ソレノイドは、薄めのプラ板に対して、テグスで固定しています。3Dプリンターが使える人は、そっちの方がいい気がします。
ソレノイド駆動回路
HDD駆動回路のHDDをソレノイドに置き換えるだけです。
ソレノイド制御プログラム
以下に、ATmega8に書き込んだプログラムを示します。任意の音階のオンの信号を受信した時に、ソレノイドが一瞬だけオンになるようにしています。
#include <MIDI.h>
const byte CHANNEL = 10; // MIDIのチャンネル10で受信
const byte LED_PIN = 19;
const byte SOL_PIN = 8;
MIDI_CREATE_DEFAULT_INSTANCE();
void handleNoteOn(byte channel, byte note_number, byte velocity) {
if (channel == CHANNEL){
digitalWrite(LED_PIN, LOW);
digitalWrite(SOL_PIN, HIGH);
delay(50); // 適当な値に変更するのが良い
digitalWrite(LED_PIN, HIGH);
digitalWrite(SOL_PIN, LOW);
}
}
void setup() {
pinMode(LED_PIN, OUTPUT);
pinMode(SOL_PIN, OUTPUT);
digitalWrite(LED_PIN, HIGH);
digitalWrite(SOL_PIN, LOW);
MIDI.setHandleNoteOn(handleNoteOn);
MIDI.begin(MIDI_CHANNEL_OMNI);
}
void loop() {
MIDI.read();
}
楽譜の作成
今回は、MuseScore 3というフリーソフトで、MIDIファイルを作成しています。
今回のシステムに送信するMIDIは、少し制約があります。
- HDDとステッピングモーターは、和音には対応していません。和音のない楽譜を作る必要があります。
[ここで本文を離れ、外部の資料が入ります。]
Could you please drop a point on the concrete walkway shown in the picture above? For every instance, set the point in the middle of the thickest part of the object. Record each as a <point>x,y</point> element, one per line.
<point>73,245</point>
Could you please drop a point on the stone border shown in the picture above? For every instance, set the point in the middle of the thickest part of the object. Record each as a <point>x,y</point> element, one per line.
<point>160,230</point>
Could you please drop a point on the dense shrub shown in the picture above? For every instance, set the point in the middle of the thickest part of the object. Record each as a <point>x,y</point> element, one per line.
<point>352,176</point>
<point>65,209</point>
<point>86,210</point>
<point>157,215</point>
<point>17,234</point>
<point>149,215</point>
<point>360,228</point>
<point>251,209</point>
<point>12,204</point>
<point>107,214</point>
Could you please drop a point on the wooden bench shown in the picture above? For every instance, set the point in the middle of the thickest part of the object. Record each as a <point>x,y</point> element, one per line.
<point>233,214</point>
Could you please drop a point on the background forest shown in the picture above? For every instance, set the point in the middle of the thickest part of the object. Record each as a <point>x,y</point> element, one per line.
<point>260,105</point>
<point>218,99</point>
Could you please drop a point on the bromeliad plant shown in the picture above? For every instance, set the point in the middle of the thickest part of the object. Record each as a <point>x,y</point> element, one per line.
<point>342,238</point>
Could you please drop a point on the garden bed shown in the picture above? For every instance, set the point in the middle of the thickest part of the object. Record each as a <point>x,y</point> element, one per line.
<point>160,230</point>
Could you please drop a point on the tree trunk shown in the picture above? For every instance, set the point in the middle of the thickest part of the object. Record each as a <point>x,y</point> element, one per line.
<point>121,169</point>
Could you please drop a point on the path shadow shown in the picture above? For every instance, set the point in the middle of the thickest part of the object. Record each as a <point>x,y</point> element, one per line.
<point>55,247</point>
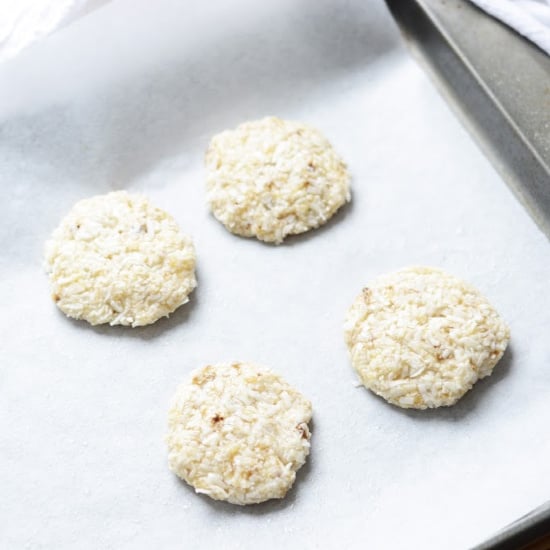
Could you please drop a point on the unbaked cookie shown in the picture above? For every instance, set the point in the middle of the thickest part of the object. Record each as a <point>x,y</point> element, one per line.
<point>238,432</point>
<point>421,338</point>
<point>117,259</point>
<point>271,178</point>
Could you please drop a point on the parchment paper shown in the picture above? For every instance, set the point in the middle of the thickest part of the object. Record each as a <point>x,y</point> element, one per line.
<point>127,98</point>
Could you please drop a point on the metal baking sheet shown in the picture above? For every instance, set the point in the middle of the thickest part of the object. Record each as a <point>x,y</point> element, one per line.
<point>127,98</point>
<point>496,81</point>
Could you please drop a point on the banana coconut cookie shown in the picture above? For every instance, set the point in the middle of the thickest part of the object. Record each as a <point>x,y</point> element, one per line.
<point>271,178</point>
<point>421,338</point>
<point>238,432</point>
<point>117,259</point>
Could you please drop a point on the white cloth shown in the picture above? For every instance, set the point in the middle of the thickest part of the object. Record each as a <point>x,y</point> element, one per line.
<point>22,22</point>
<point>531,18</point>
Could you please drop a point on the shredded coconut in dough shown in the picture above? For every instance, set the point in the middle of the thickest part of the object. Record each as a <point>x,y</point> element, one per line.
<point>421,338</point>
<point>117,259</point>
<point>271,178</point>
<point>238,432</point>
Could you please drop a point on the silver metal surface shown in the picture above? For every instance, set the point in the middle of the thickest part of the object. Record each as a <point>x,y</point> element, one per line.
<point>499,84</point>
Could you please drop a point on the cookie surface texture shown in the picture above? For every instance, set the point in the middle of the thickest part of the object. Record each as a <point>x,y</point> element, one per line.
<point>117,259</point>
<point>420,338</point>
<point>271,178</point>
<point>238,432</point>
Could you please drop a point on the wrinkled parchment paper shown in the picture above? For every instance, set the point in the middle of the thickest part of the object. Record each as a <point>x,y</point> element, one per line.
<point>128,97</point>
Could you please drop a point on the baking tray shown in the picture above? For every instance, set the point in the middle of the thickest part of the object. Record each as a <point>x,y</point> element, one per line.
<point>499,85</point>
<point>128,97</point>
<point>496,81</point>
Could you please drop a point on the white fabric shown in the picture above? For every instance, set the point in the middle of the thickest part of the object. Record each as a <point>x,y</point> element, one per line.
<point>531,18</point>
<point>22,22</point>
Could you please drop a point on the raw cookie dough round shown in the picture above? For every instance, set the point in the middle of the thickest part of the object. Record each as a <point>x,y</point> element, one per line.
<point>271,178</point>
<point>421,338</point>
<point>238,432</point>
<point>117,259</point>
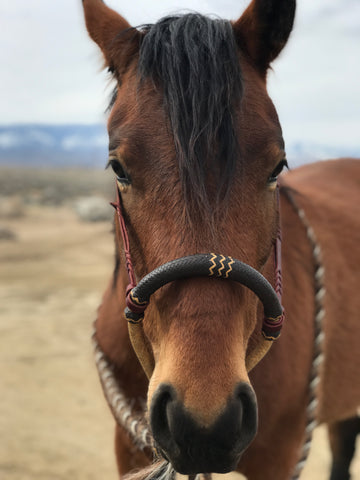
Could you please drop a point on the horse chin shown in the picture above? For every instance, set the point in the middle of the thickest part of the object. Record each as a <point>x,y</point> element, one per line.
<point>220,462</point>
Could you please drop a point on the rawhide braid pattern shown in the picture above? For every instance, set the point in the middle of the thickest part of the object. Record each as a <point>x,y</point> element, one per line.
<point>318,354</point>
<point>121,407</point>
<point>209,265</point>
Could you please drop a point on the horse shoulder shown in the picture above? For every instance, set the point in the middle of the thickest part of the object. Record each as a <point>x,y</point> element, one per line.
<point>329,193</point>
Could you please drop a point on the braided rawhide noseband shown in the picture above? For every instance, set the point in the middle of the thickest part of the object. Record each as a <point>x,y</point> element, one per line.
<point>199,265</point>
<point>208,265</point>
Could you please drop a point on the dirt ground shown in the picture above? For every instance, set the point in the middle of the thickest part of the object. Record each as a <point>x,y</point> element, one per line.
<point>54,423</point>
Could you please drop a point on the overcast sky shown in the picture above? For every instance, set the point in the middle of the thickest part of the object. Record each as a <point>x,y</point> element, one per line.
<point>50,70</point>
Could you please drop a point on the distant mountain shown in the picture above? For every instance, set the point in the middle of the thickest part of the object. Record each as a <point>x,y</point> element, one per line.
<point>54,145</point>
<point>86,145</point>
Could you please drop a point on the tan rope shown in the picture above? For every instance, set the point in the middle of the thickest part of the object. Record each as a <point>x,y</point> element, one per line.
<point>122,408</point>
<point>135,424</point>
<point>318,353</point>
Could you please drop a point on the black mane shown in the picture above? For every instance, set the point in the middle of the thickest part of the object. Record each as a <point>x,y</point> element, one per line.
<point>194,60</point>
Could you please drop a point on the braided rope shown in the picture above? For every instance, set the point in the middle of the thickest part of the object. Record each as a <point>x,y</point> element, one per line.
<point>122,408</point>
<point>135,424</point>
<point>318,354</point>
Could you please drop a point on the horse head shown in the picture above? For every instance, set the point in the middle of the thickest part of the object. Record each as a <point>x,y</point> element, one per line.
<point>196,148</point>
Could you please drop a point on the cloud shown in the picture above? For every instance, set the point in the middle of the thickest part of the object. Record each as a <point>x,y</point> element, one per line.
<point>51,71</point>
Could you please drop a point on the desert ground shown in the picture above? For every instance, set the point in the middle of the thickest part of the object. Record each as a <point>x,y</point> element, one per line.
<point>54,422</point>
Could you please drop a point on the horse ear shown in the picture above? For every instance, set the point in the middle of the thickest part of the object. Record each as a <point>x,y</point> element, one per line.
<point>263,29</point>
<point>118,41</point>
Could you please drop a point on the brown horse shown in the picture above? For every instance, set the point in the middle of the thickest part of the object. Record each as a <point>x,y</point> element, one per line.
<point>196,147</point>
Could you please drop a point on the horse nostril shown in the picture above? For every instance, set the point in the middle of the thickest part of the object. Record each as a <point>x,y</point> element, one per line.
<point>193,448</point>
<point>159,416</point>
<point>246,396</point>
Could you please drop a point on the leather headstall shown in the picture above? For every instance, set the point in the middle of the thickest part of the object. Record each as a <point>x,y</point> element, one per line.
<point>199,265</point>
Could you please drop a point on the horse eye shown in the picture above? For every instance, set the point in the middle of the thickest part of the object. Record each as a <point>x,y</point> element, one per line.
<point>121,176</point>
<point>277,171</point>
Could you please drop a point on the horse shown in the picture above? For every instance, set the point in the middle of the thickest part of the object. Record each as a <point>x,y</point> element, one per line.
<point>197,152</point>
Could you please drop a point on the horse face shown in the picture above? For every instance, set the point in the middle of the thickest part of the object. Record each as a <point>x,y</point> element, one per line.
<point>201,405</point>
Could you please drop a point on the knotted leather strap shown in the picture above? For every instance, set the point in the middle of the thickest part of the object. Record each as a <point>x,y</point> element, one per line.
<point>199,265</point>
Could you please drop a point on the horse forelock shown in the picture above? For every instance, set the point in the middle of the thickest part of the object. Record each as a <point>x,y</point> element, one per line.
<point>194,61</point>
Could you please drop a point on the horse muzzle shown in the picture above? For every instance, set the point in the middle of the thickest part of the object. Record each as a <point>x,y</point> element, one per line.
<point>192,448</point>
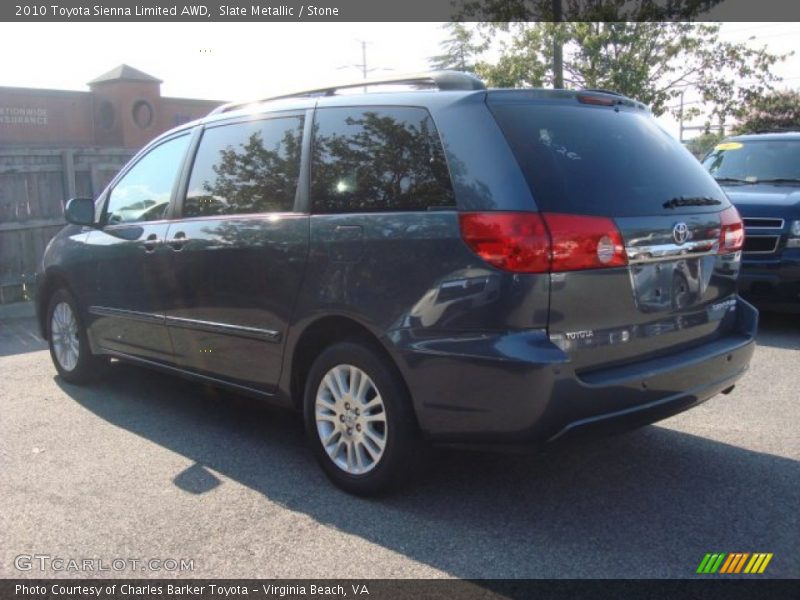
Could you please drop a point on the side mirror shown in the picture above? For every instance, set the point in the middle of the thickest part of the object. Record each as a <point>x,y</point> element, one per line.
<point>80,211</point>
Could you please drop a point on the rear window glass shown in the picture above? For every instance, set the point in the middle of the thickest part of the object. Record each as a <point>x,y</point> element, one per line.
<point>383,159</point>
<point>246,168</point>
<point>599,161</point>
<point>754,161</point>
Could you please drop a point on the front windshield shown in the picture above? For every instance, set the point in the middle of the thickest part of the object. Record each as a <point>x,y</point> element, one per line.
<point>754,161</point>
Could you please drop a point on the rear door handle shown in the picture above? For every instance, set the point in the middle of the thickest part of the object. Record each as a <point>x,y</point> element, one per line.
<point>151,242</point>
<point>178,241</point>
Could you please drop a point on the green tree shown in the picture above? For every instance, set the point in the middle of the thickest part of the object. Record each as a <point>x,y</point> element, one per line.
<point>777,110</point>
<point>650,61</point>
<point>460,50</point>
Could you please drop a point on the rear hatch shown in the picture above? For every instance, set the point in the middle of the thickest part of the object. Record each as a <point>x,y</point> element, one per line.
<point>667,236</point>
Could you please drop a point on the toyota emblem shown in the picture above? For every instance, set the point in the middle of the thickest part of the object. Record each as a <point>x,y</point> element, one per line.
<point>680,233</point>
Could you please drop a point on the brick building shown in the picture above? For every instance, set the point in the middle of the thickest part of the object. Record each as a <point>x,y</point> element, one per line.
<point>123,108</point>
<point>58,144</point>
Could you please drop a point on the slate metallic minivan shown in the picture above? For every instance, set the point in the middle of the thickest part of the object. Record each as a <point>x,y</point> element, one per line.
<point>443,264</point>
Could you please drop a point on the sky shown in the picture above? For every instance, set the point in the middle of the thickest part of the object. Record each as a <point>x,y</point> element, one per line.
<point>240,61</point>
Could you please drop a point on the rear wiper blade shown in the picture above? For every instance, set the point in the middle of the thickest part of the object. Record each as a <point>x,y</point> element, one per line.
<point>691,201</point>
<point>732,180</point>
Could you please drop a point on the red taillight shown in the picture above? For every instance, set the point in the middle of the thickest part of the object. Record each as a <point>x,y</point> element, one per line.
<point>581,242</point>
<point>511,241</point>
<point>731,237</point>
<point>538,243</point>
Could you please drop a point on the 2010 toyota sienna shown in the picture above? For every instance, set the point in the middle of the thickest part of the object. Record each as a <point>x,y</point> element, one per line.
<point>448,264</point>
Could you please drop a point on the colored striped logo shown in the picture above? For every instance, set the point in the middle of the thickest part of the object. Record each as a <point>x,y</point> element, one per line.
<point>734,562</point>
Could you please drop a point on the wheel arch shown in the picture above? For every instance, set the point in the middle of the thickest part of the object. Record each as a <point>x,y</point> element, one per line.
<point>320,334</point>
<point>51,281</point>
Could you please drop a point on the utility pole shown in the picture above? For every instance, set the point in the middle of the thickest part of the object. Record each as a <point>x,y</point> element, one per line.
<point>364,69</point>
<point>362,66</point>
<point>558,50</point>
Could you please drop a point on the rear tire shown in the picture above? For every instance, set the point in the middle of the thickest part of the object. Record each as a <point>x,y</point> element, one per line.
<point>69,346</point>
<point>359,420</point>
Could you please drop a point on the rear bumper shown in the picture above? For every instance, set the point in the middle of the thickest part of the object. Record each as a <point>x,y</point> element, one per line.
<point>520,388</point>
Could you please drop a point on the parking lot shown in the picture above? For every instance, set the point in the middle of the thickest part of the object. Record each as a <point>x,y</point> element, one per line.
<point>144,466</point>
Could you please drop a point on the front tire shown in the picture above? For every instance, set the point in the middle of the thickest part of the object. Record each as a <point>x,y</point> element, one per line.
<point>69,346</point>
<point>359,420</point>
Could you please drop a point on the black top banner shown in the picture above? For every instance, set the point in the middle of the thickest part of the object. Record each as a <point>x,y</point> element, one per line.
<point>397,589</point>
<point>398,10</point>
- ステッピングモーターは、高すぎる音では脱調してしまい、回りません。
- ソレノイドドラムは、1チャンネルで1楽器です。バス、スネア、ハイハットの3種類を用意したければ、それぞれトラックを分ける必要があります。
- ソレノイドドラムは、32分音符のような、速い連打に対応していません。
おわりに
新たに参入してくる方のハードルを下げられたら嬉しいです。